I inhaled sharply, my breath uneven. I turned back forward, focusing my eyes on the faint light along the end of the hallway. I waited for the procession to continue, patiently, eyes cast forward. There was another hushed conversation, this time I clenched my jaw, trying to not hear the words they said. I was pushed forward by three taut fingers, my shoulder, still tender from the accident, flared in pain, my patience with these men growing thin. I stumbled but caught myself. I raised my head, my chin pointed high, and I walked. I rolled my shoulders back, puffed my chest out and breathed deeply.

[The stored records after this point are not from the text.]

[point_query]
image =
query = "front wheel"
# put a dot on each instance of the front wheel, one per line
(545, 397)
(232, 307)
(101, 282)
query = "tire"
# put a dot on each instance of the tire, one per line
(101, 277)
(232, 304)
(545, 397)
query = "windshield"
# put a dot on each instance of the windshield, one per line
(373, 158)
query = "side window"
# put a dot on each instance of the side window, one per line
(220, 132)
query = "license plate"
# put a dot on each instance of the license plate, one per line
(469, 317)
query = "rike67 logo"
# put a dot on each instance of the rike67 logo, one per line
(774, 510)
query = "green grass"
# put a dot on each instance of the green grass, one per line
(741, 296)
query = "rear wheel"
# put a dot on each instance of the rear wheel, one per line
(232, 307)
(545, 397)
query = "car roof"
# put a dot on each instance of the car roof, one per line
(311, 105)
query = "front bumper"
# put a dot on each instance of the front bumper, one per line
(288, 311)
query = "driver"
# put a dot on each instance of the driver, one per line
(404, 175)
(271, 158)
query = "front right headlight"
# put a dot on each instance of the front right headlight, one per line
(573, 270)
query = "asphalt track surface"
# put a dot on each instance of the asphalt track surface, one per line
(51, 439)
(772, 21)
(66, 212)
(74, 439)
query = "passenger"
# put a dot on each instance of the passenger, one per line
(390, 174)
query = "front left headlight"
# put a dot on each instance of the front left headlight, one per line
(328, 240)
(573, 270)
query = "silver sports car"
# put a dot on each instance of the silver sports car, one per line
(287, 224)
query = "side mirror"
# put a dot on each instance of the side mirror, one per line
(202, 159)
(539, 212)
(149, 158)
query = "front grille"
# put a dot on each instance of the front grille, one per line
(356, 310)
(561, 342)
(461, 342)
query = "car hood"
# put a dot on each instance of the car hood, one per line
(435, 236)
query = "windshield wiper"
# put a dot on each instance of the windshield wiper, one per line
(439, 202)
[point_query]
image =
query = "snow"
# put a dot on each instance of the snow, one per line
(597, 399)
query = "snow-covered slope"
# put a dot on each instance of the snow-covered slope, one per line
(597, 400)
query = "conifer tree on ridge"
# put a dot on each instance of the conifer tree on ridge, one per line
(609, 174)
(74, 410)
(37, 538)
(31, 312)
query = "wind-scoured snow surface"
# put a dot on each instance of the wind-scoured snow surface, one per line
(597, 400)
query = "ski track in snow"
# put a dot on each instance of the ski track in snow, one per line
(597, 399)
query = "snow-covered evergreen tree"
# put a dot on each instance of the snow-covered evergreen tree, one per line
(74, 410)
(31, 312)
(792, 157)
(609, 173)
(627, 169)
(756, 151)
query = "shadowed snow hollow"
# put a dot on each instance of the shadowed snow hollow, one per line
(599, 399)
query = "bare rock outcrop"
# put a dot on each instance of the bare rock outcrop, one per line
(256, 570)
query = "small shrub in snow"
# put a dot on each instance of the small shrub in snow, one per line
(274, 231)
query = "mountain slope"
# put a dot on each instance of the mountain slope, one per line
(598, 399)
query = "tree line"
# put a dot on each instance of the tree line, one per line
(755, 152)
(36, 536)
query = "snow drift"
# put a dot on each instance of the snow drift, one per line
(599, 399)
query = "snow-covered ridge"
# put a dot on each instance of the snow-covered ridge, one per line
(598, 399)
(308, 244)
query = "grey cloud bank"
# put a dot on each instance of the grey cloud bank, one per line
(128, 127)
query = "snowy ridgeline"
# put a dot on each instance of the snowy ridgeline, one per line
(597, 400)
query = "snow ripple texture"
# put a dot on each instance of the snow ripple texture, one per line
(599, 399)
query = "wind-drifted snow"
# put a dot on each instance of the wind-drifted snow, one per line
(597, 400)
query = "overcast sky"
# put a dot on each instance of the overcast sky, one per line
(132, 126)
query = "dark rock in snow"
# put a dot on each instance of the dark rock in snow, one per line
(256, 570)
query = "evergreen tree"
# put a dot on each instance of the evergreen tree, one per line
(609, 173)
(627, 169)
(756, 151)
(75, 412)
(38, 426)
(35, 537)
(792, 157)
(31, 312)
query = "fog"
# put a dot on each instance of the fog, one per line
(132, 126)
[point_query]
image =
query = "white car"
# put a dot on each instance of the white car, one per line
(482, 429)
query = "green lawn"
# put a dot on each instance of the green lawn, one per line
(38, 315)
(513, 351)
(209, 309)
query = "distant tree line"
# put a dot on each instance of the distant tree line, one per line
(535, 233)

The expanse of hallway only seemed to grow larger. With every step I took it stretched out longer and longer until I could not see the end. My eyes focused in and out, the edges of my vision growing fuzzier and fuzzier with every breath I took. My gait grew less and less confident, my head falling against my chest, I tried to catch my breath but my lungs felt foreign in my own chest.

The memories of the accident flashed through my head like gunfire, each image sending a pang of guilt through my body. They ran like a movie reel; each image lasting a split second before moving to the next. The bodies, the fire, Nysa, the hospital, my face, the flash of light, and then everything was gone. It was as if I had never seen it. My heart beat like a hummingbird. I had to stop walking, I clutched my chest with a tight fist, trying to regain control.

"You keep walking!" One of the men said from behind me. His voice whooshed through my ears like he had whispered it from far away.

I gasped loudly, my lungs devoid of any air.

"Did you hear me, prisoner? On your feet!"

My mouth formed around the word but I could not speak, my mouth moved frantically trying to force the sound. Help.

"I'm not going to tell you again, GET UP!"

My head clouded and I fell to my knees, everything went black.